XXIV APRILE MCMXII

È mezzogiorno. Un'oscurazione di catastrofe si stende su la terra. Ogni cosa ha un aspetto notturno, e sembra rivelar di sé quel che non fu mai veduto per innanzi. È una notte non illuminata dalla luna, né dalle stelle, né dal primo fiato dell'alba, ma da una lampada soprannaturale che spande un egual chiarore e non segna le ombre. Non so perché, penso a quel che provai una volta entrando nella camera buia di un dormente, con una lanterna cieca, per osservare il segreto del suo viso nel sonno.

Vedo nelle cose quella stessa impronta di verità interiore, quello stesso segreto palesato. Non è, pel mio spirito, un giorno interrotto ma una notte scrutata a fondo. L'anima della terra è notturna, ma la luce del sole la nasconde più che non la nasconda la tenebra. Soltanto può rivelarla la divinazione dei poeti, che portano nel loro cuore un sole velato come quello d'oggi. È l'ora del meriggio, e non v'è luce e non v'è tenebra; ma le cose, a questo lume di miracolo, mostrano l'aspetto che debbono avere quando nessuno può guardarle né riconoscerle. Milioni d'uomini in quest'ora volgono gli occhi verso il cielo e per passatempo, a traverso il vetro affumato che simula Io smeraldo neroniano, spiano il contrasto del sole e della luna, il disco violetto che sormonta la raggiera d'oro, l'estrema falce solare che imita il novilunio. Ma il vero miracolo è in terra. Se io guardo gli uomini, li vedo smorti come i trapassati; e i loro corpi non gettano su la sabbia più ombra che non ne facciano i peccatori nella landa sabbiosa del Terzo Girone, laddove scorrono le lacrime che il Veglio goccia da tutte le fessure ond'è vulnerato. Così per questo silenzio, lungo la sorda riva, vedo venire la larva del Poeta che sa l'«asfòdelo prato» e «i freschi mai». E vorrei, come il suo Odisseo nella dimora del Buio, scavare nella sabbia una fossa ed empirla di sangue, sicché egli potesse come Tiresia abbeverarsi dello squallido sangue e dirmi «infallibili cose».

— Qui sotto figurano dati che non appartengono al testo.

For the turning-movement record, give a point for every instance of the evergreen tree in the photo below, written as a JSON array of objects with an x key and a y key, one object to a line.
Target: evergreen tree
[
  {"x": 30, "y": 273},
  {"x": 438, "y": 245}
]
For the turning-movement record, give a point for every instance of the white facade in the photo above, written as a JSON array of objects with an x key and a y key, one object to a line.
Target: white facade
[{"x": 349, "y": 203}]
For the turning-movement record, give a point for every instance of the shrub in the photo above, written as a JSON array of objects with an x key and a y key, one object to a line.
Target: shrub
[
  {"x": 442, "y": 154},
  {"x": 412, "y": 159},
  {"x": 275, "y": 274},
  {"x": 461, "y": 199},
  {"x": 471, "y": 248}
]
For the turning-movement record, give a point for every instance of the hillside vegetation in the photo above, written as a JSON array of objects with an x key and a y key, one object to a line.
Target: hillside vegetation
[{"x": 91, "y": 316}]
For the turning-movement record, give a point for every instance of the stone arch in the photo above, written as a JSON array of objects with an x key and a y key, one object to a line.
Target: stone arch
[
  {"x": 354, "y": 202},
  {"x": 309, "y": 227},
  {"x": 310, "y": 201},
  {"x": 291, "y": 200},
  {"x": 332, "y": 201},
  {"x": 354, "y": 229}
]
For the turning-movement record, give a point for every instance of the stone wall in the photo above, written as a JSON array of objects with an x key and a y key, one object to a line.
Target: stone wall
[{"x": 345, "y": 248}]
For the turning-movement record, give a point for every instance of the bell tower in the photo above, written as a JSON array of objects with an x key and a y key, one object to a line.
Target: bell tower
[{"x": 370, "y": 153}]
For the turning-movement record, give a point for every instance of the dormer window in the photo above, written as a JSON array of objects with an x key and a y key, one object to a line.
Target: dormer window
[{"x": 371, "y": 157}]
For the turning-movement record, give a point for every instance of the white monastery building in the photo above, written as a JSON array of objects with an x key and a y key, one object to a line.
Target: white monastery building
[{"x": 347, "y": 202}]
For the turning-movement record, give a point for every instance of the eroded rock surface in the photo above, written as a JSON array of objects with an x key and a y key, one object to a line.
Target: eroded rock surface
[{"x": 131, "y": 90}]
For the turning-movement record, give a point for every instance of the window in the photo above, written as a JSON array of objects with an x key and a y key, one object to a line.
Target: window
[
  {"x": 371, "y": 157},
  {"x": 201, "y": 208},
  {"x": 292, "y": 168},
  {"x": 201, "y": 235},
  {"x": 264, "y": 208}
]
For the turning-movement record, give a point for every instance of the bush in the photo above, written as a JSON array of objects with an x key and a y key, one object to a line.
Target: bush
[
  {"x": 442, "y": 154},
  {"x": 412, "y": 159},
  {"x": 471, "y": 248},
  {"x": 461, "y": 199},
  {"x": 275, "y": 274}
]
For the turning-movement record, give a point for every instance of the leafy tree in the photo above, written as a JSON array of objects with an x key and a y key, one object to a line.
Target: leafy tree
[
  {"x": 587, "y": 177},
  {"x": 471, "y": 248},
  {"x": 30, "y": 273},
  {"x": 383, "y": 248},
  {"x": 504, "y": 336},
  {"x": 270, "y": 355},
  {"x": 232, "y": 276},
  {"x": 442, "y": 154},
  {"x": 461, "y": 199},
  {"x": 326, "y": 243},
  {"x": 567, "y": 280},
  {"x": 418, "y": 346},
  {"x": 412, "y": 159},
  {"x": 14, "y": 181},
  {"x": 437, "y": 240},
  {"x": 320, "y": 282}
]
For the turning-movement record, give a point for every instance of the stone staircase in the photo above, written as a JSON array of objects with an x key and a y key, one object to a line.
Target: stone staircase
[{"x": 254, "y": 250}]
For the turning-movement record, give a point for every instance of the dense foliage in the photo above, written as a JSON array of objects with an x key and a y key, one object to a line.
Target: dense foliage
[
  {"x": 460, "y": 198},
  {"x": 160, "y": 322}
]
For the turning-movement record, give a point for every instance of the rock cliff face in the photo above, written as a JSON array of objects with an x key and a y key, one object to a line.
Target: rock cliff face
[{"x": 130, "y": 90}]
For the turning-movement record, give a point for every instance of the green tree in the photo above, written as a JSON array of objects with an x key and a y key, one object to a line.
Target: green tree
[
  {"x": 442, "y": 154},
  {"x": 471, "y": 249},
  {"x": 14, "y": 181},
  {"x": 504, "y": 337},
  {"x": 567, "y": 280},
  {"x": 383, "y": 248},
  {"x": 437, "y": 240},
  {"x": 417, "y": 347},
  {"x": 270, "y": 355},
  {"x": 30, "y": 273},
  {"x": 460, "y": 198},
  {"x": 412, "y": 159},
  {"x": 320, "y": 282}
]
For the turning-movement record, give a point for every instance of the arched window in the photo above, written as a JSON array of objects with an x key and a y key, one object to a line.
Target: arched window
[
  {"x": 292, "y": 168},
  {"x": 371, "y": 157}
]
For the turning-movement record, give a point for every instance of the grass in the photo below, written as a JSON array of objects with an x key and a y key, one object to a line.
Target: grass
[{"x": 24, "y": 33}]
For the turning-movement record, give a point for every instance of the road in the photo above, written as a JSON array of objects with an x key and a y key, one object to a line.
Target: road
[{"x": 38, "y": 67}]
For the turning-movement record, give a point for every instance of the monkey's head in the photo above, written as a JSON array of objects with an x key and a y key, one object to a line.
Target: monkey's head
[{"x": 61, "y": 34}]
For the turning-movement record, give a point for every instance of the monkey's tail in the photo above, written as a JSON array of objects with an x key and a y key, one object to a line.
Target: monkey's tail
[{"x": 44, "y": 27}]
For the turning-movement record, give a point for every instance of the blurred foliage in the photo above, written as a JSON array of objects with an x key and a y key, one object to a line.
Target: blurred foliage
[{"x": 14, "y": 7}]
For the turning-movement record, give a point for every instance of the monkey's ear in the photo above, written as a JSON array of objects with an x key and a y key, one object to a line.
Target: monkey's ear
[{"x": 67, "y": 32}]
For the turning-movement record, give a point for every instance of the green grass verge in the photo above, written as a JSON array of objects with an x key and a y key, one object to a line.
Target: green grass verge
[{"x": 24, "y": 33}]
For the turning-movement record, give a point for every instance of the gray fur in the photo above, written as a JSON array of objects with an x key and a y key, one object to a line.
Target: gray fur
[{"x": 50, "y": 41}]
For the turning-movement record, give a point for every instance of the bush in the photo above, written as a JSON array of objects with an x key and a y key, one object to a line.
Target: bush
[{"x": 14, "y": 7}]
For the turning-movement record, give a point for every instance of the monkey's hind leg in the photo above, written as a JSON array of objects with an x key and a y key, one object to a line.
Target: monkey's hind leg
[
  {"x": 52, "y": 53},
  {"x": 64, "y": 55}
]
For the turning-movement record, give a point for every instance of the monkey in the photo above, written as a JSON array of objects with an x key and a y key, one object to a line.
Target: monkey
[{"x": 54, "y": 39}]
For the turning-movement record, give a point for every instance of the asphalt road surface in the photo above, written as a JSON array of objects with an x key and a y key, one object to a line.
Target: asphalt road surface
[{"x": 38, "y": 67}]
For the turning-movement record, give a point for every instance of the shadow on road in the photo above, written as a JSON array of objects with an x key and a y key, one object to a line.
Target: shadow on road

Sol dopo ciò mi parlava il profeta incolpabile, e disse:

— Tu mi ricerchi il ritorno di miele....

Ma il meriggio dell'anima si trasmuta, a poco a poco perde di mistero e d'orrore, vanisce come un sogno divino che al risveglio s'impigli e si stempri nel torbidume dei nostri sensi. Il disco violetto trascorre, e l'astro diurno sembra riardere fumigando dall'uno all'altro corno. La tenzone del sole e della luna ha termine. Ancóra una volta la luce nasconde la vera faccia della terra, e la cieca vita fa ingombro alla morte perspicace.